Artistic Director David Murley follows Tamara Rojo’s lead with The Object of My Affection. The title is a neat pun and the first time that MurleyDance present a triple programme with a central thematic concept. There are literal objects, a throne, flat-pack Ikea; and there are the recipients of love, both stated and unrequited.

The first offering, Murley’s Seated, is ’a study in status and sentiment’ in five movements. The most striking is the first. Gabriele Santoni and Monica Tapiador sit in a love seat, which juxtapose the pairs’ social differences. She is dressed in dun-brown, he is a fresh-faced swain in blue. With languorous limbs and sleights of hand we are shown a decorous courtship of snatched moments and passionate looks, eighteen century style. Accompanied by music from Johann Sebastian Bach, this feels like an illicit, yet delicious bon-bon. The other studies, however, needed more meat on the bone.

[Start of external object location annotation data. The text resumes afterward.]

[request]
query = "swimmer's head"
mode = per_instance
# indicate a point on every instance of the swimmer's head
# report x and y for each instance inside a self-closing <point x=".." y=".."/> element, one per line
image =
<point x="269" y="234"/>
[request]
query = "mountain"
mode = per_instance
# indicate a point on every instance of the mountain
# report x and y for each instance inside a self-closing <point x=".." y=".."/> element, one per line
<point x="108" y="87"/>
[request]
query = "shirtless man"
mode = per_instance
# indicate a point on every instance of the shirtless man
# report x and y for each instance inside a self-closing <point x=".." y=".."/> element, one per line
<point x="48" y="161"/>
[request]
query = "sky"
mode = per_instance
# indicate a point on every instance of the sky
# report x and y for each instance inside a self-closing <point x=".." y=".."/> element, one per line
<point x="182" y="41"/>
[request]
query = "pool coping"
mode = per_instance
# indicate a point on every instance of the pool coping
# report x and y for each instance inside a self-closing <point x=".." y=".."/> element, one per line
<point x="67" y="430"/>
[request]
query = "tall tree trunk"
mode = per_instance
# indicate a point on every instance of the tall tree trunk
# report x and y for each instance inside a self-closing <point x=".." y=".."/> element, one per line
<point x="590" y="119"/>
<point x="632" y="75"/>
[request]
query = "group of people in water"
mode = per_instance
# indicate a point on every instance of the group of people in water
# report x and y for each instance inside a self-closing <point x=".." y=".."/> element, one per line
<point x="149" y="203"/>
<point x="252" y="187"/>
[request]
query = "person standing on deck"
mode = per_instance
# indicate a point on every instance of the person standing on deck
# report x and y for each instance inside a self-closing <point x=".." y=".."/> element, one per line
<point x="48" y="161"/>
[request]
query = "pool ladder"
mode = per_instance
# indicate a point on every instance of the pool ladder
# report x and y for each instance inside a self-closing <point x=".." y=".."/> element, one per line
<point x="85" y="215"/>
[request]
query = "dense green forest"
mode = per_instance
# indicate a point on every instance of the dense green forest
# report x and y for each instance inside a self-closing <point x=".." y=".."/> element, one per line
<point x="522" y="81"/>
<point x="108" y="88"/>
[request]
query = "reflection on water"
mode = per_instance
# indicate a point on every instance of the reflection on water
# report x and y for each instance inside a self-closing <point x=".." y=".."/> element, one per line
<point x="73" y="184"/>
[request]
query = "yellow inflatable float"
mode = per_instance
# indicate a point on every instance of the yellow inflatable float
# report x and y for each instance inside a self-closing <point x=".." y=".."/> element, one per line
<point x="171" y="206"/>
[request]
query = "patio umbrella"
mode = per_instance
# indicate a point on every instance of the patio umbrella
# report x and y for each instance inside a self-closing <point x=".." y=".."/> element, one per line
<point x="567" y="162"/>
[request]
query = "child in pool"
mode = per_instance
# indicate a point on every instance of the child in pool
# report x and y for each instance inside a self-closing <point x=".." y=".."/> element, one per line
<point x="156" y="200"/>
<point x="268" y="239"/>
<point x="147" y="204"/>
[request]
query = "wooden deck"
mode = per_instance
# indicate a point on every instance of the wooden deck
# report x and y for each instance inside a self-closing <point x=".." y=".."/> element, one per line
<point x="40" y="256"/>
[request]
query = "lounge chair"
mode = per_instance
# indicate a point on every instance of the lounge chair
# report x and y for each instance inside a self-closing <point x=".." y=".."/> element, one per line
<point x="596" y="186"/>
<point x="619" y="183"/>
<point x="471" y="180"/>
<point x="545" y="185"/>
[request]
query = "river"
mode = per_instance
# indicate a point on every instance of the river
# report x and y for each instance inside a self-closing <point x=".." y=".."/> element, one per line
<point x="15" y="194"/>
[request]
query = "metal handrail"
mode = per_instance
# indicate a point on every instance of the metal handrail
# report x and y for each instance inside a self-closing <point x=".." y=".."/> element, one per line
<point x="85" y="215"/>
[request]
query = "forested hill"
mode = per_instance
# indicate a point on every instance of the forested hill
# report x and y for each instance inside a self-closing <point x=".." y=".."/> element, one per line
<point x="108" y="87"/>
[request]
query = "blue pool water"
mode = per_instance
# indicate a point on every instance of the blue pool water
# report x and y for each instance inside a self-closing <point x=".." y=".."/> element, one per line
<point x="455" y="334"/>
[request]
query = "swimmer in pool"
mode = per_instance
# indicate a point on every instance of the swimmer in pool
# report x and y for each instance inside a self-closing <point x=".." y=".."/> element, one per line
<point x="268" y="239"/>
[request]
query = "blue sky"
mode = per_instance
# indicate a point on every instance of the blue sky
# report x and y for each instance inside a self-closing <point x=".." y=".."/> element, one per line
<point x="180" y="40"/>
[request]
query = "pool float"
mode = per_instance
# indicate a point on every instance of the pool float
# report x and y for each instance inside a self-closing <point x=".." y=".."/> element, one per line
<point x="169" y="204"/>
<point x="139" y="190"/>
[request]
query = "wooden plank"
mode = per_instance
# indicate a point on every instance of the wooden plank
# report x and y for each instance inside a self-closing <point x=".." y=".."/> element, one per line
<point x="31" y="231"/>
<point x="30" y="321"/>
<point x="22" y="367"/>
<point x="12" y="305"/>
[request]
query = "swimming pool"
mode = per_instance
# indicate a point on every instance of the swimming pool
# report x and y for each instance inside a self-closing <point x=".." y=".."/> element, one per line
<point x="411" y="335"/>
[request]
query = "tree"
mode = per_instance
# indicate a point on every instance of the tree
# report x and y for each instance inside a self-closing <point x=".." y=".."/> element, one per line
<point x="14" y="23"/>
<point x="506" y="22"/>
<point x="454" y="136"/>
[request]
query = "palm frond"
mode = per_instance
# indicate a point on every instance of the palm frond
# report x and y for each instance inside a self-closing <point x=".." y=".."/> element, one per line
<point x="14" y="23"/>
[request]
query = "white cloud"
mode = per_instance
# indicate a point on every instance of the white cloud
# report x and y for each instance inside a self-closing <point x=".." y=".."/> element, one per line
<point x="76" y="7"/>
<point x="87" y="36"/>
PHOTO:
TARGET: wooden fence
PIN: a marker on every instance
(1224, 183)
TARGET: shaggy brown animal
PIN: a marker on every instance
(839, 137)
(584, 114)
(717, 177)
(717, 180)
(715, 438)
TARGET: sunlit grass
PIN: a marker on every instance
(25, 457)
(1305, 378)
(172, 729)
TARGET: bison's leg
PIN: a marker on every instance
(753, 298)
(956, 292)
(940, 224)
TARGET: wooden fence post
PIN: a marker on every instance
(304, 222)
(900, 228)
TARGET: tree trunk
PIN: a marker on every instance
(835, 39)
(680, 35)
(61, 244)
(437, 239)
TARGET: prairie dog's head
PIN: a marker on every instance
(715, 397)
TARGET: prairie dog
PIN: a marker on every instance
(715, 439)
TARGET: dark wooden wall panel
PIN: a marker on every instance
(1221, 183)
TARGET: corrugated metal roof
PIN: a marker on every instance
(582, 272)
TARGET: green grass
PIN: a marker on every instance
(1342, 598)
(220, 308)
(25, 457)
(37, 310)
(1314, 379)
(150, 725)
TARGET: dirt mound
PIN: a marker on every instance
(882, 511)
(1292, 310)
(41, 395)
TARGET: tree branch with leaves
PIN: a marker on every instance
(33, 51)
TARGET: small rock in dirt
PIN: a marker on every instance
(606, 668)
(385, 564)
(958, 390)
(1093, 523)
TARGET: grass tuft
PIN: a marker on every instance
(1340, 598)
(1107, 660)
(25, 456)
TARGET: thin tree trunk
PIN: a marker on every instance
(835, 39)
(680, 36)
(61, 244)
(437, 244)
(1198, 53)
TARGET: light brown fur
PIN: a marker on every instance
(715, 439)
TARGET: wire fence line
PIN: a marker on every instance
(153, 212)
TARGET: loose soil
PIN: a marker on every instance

French choreographer, Anthony Kurt-Gabel, premieres A une passante (a woman passing by) inspired by Baudelaire’s poem, with music by Peteris Vasks. A couple and their dream-shadows dance. They share an emotional journey, yet the stillness of the man is a strong counterpoint to the passionate coupling that might have been. Kurt-Gabel’s choreography has an intense beauty, off-set by glancing, light gestures. While the women’s lilac costumes (Tessa Balls and Debbie Kingston) and the intense blue in the men’s play on a visual, plaintive theme that has real emotional power.

The treat of the evening is nineteen year old choreographer Richard Chappell. While reminiscent of William Forsyth, Chappell’s Into Decay is physically inventive, yet demanding, which the company clearly relish. It is the most unified theatrically of the three pieces with projected film, stylish blue costumes and shafts of pastel light. Patterns and configurations form, disperse and reform as the stage becomes a dazzling bravura display of balance and counter-balance, set to Shaquille Livingston and Jorge Mendez’ provocative soundscore.

MurleyDance are currently on tour, catch them if you can, as there are the seeds here of something rather special.